PDF(Pubmed)
Abstract:
Inhibition of protein kinase C (PKC) efficiently promoted the self-renewal of embryonic stem cells (ESCs). However, information about the function of PKC inhibition remains lacking. Here, RNA-sequencing showed that the addition of Go6983 significantly inhibited the expression of de novo methyltransferases (Dnmt3a and Dnmt3b) and their regulator Dnmt3l, resulting in global hypomethylation of DNA in mouse ESCs. Mechanistically, PR domain-containing 14 (Prdm14), a site-specific transcriptional activator, partially contributed to Go6983-mediated repression of Dnmt3 genes. Administration of Go6983 increased Prdm14 expression mainly through the inhibition of PKCδ. High constitutive expression of Prdm14 phenocopied the ability of Go6983 to maintain` mouse ESC stemness in the absence of self-renewal-promoting cytokines. In contrast, the knockdown of Prdm14 eliminated the response to PKC inhibition and substantially impaired the Go6983-induced resistance of mouse ESCs to differentiation. Furthermore, liquid chromatography-mass spectrometry profiling and Western blotting revealed low levels of Suv39h1 and Suv39h2 in Go6983-treated mouse ESCs. Suv39h enzymes are histone methyltransferases that recognize dimethylated and trimethylated histone H3K9 specifically and usually function as transcriptional repressors. Consistently, the inhibition of Suv39h1 by RNA interference or the addition of the selective inhibitor chaetocin increased Prdm14 expression. Moreover, chromatin immunoprecipitation assay showed that Go6983 treatment led to decreased enrichment of dimethylation and trimethylation of H3K9 at the Prdm14 promoter but increased RNA polymerase Ⅱ binding affinity.
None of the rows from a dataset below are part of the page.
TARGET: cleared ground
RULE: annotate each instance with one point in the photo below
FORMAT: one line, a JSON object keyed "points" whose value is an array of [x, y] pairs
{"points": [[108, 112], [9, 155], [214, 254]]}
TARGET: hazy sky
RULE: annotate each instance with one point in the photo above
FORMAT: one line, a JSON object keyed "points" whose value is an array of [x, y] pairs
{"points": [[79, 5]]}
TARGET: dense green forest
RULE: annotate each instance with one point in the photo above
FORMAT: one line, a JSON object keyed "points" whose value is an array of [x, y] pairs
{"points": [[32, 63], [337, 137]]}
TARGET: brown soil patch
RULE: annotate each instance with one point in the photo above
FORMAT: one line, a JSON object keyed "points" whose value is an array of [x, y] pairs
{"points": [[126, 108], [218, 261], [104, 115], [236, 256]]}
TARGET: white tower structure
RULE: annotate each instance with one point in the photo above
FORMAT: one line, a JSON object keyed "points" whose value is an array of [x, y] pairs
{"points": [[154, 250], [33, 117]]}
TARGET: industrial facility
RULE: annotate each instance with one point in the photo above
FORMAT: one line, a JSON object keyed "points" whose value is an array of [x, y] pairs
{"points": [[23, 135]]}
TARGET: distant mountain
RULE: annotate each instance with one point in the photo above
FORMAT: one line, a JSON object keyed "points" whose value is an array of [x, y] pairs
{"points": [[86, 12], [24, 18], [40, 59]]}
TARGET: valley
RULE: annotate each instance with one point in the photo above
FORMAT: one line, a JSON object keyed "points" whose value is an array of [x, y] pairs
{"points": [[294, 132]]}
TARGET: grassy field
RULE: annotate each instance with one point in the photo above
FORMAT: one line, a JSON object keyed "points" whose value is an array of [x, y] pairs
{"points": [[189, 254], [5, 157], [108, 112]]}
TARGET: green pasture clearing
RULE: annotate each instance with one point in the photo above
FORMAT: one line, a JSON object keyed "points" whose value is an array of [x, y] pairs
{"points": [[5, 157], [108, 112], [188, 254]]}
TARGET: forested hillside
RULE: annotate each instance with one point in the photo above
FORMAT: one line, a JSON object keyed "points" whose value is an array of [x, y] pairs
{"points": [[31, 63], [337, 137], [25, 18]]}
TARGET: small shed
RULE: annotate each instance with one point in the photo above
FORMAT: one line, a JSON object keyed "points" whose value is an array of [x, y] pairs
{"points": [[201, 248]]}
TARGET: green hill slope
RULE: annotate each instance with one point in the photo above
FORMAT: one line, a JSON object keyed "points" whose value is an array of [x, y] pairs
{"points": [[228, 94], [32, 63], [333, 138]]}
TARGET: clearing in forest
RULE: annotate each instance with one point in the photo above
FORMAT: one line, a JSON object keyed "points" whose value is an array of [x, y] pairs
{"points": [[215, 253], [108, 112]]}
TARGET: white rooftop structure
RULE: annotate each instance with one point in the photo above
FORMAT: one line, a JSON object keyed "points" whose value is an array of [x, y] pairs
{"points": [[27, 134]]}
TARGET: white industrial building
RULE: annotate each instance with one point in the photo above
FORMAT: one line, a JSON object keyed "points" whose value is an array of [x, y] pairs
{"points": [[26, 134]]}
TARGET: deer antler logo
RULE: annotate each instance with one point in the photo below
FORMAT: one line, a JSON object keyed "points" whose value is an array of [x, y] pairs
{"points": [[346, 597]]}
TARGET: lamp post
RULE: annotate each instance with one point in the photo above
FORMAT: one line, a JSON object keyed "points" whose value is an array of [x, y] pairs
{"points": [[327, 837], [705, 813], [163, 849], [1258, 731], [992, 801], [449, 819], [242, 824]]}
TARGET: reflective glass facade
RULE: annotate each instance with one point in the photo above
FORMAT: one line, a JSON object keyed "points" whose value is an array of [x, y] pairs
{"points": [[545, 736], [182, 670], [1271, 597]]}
Together, our results provide novel insights into the pivotal association between PKC inhibition-mediated self-renewal and epigenetic changes, which will help us better understand the regulatory network of stem cell pluripotency.
摘要:
抑制蛋白激酶C(PKC)可有效促进胚胎干细胞(ESC)的自我更新。然而,关于PKC抑制功能的信息仍然缺乏。这里,RNA-测序显示,添加Go6983显著抑制了从头甲基转移酶(Dnmt3a和Dnmt3b)及其调节因子Dnmt3l的表达,导致小鼠ESC中DNA的全局低甲基化。机械上,含PR结构域14(Prdm14),一个位点特异性转录激活因子,部分有助于Go6983介导的Dnmt3基因抑制。施用Go6983主要通过抑制PKCδ来增加Prdm14表达。Prdm14的高组成型表达表型证实了Go6983在不存在促进自我更新的细胞因子的情况下维持小鼠ESC干性的能力。相比之下,Prdm14的敲低消除了对PKC抑制的反应,并显著损害了Go6983诱导的小鼠ESC对分化的抗性.此外,LC-MS分析和蛋白质印迹显示,在Go6983处理的小鼠ESC中,Suv39h1和Suv39h2水平较低。Suv39h酶是组蛋白甲基转移酶,其特异性地识别二甲基化和三甲基化组蛋白H3K9并且通常作为转录阻遏物起作用。始终如一,通过RNA干扰或添加选择性抑制剂chaetocin对Suv39h1的抑制增加了Prdm14的表达。此外,ChIP实验表明,Go6983处理导致Prdm14启动子处H3K9的二甲基化和三甲基化富集减少,但增加了RNA聚合酶Ⅱ的结合亲和力。一起,我们的研究结果为PKC抑制介导的自我更新和表观遗传变化之间的关键关联提供了新的见解,这将有助于我们更好地理解干细胞多能性的调节网络。